Come mai la sala in cui erano previsti gli interventi di Bonaccini e Renzi fosse semivuota è presto detto, almeno stando a quanto riportato in un comunicato del Pd che accusa gli antagonisti di aver “prima bloccato gli accessi verso Piazza Azzarita, impedendo a centinaia di cittadini, impauriti, di raggiungere il PalaDozza, e poi assaltando lo storico circolo Pd di via Galliera, il Passepartout, distruggendo il vetro della bacheca dove vengono affissi gli avvisi”. Dalla contestazione, blindata ma sostanzialmente pacifica, si è staccato infatti un gruppetto di militanti antagonisti che ha  distrutto una sede del Pd.

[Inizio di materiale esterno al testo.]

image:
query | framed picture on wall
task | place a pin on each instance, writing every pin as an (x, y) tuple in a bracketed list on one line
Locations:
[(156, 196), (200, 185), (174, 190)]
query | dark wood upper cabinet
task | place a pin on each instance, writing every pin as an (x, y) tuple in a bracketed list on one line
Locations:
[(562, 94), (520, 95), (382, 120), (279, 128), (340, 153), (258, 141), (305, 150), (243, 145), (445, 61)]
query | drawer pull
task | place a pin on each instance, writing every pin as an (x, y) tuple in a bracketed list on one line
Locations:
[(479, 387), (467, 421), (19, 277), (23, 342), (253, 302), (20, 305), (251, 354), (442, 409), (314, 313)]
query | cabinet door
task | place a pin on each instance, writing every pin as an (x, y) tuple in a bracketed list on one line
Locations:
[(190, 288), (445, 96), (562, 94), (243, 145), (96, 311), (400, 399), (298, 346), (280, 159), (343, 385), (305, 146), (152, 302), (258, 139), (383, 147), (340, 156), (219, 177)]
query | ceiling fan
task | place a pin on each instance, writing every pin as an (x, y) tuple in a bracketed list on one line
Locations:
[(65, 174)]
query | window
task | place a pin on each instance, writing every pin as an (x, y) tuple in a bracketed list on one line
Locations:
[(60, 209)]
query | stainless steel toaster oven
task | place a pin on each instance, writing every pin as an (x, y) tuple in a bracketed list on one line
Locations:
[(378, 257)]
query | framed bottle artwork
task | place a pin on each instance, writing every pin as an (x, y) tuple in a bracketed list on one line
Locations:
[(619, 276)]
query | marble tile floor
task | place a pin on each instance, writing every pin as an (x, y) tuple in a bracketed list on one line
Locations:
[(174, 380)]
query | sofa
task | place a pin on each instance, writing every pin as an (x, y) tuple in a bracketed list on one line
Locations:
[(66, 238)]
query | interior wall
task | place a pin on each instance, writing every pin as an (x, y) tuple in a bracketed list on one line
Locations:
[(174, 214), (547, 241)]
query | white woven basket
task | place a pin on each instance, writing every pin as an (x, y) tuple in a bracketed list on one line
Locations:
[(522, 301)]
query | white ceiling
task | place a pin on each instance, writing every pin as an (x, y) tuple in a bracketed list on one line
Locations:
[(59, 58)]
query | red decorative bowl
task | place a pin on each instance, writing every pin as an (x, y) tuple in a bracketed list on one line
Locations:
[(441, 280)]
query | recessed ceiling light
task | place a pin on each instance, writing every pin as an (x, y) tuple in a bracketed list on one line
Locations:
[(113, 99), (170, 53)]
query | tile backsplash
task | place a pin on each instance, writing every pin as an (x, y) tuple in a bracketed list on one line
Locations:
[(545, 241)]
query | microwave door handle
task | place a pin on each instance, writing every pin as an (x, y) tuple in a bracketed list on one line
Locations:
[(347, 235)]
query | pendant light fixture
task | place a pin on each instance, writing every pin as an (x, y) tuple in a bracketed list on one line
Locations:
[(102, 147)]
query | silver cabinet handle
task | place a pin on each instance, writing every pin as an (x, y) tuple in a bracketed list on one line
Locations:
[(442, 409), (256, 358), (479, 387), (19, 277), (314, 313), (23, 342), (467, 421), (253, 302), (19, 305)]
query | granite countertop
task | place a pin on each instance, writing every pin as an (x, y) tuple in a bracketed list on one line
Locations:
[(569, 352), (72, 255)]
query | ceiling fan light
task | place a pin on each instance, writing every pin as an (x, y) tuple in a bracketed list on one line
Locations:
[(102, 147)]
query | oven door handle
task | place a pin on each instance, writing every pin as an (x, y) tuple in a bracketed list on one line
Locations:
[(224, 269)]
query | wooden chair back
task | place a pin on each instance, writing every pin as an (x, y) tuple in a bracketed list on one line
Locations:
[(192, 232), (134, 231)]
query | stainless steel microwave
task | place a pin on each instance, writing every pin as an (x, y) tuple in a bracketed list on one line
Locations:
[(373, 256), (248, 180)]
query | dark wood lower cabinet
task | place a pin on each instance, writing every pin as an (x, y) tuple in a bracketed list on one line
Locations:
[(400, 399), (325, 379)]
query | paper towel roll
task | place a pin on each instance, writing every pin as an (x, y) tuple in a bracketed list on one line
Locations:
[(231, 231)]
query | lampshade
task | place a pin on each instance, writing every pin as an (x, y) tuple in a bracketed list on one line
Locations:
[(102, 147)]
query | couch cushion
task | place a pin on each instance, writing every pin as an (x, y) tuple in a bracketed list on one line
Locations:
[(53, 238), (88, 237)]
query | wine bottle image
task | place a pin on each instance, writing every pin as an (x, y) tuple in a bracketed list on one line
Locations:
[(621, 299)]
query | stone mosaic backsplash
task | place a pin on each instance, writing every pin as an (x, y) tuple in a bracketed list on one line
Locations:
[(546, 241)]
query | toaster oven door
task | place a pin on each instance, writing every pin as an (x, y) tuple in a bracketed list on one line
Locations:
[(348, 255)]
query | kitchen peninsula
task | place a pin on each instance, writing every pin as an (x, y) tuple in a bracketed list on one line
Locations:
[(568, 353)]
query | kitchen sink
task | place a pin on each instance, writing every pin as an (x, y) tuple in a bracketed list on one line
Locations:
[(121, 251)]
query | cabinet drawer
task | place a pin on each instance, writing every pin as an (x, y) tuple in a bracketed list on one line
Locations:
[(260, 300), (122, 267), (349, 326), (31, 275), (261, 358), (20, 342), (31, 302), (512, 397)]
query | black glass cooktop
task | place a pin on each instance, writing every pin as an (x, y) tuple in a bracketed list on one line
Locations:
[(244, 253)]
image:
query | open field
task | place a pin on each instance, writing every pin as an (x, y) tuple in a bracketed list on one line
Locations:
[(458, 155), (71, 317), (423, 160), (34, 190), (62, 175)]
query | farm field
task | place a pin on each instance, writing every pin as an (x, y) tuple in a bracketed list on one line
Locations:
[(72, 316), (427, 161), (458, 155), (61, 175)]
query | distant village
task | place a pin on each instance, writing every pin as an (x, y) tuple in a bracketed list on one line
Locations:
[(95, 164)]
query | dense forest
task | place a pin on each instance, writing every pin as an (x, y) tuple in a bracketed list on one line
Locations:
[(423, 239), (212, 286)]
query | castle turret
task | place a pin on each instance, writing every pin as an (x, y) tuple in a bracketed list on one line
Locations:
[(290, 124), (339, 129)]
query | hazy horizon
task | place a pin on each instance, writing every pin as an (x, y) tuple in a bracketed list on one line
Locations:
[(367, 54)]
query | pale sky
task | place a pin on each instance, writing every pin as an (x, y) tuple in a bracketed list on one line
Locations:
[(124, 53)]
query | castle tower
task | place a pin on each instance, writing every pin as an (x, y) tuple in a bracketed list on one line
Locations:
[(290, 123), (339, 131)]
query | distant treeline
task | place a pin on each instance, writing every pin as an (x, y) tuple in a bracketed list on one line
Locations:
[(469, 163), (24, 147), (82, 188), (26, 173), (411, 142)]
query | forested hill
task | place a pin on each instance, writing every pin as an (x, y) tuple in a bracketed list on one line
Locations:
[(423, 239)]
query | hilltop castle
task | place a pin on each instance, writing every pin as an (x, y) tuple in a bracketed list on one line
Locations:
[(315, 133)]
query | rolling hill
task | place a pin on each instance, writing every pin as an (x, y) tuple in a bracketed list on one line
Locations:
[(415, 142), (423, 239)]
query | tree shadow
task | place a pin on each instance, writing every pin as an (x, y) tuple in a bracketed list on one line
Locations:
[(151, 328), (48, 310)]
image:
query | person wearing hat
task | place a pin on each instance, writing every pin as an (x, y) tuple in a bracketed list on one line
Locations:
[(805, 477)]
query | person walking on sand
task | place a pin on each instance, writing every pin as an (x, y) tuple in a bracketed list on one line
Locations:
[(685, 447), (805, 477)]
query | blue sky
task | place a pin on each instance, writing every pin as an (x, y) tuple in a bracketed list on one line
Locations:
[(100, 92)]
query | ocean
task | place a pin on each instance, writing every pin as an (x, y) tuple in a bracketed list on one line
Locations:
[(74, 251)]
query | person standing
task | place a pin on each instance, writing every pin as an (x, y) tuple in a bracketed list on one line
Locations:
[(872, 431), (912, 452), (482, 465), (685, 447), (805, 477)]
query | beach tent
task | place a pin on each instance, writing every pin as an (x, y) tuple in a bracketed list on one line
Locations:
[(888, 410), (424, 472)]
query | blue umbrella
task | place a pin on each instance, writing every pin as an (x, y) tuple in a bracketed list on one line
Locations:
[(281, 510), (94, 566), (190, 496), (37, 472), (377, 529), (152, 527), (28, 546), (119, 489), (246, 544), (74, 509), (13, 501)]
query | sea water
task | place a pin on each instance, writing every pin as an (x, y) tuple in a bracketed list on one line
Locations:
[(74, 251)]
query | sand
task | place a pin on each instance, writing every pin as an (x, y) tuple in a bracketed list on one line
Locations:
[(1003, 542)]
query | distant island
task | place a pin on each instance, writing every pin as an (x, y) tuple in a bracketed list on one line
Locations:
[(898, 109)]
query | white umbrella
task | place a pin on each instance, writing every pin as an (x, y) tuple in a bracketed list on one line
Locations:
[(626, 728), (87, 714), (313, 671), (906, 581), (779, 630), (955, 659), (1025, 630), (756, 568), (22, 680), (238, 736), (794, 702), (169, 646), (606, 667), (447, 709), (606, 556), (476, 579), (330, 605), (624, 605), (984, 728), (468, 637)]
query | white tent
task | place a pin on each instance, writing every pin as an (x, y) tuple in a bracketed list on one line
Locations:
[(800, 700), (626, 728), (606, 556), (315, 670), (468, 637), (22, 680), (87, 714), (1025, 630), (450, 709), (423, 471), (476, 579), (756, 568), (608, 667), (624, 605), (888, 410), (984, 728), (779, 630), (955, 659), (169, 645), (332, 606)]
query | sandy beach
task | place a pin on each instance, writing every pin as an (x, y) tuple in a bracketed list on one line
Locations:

“Solidarietà agli amici del circolo ‘Passepartout’, al segretario e a tutti gli iscritti” è stata espressa dal vicepresidente del partito, Sandra Zampa, secondo la quale “chi ieri sera ha pensato di intimidirli non solo si dimostra privo di argomenti ma davvero si rivela non all’altezza della storia di democrazia di Bologna”. Solidale anche Andrea De Maria, responsabile Formazione politica PD, che ha parlato di “fatti molto gravi che non possono essere sottovalutati. Si è trattato di azioni teppistiche di piccoli gruppi di estremisti”.

“Quando si scende sul piano della violenza e della volontà di impedire ad altri di esprimere il proprio pensiero si sceglie una strada molto pericolosa, che, come ci insegna la storia d’Italia, può portare ad una deriva pericolosissima per la democrazia”, ha commentato De Maria.

Dal canto suo, il premier Renzi ha ironizzato: “Fuori da qui possono dire quello che vogliono, possono tirare le uova faremo le crepes, tirarci i lacrimogeni ma noi non ci fermiamo”. Bonaccini ha invece sfidato i contestatori: “Devono sapere che non ci fanno paura, non ci intimidiscono. Non credano che arretreremo, noi siamo quelli che vogliono la politica con la p maiuscola e non credano che con la prevaricazione possano tenere lontano la gente”.

Il discorso di Renzi

Nel corso del suo intervento al Paladozza il premier Renzi non ha risparmiato come al solito critiche al sindacato: “Non hanno scioperato contro la Fornero ma contro noi e lo fanno per un motivo politico. Noi vogliamo bene ai sindacati che difendono i lavoratori e non i sindacati che difendono la miriade di sigle. Difendiamo il lavoro e non i professionisti della burocrazia”.

Renzi ha spiegato: “Se diciamo che le tutele dell’art.18 sono poco più che un totem ideologico non lo diciamo per abbandonare al loro destino i lavoratori licenziati, ma perché quella tutela non garantisce chi perde il lavoro ma il sistema di welfare”. Poi ha replicato a un’accusa mossagli dalla segretaria Cgil, Susanna Camusso: “Quando dicono che la nostra riforma è quella di Margaret Thatcher ricordo che lei diceva che la società non esiste. Io se c’è una cosa in cui credo è il valore della società”.

In apertura di intervento, Renzi si era rivolto ai militanti Pd presenti in sala: “C’è una sensazione strana quando si torna tra tanti amici, che è quella di tornare a casa. Grazie dal profondo del cuore per questo affetto”. Poi ha ringraziato: “Io sono qui innanzitutto per dire grazie del percorso che abbiamo fatto insieme, è una ragione di stima, di rispetto e amicizia. Son qui per dire a un amico che è bello che ti metti in gioco”.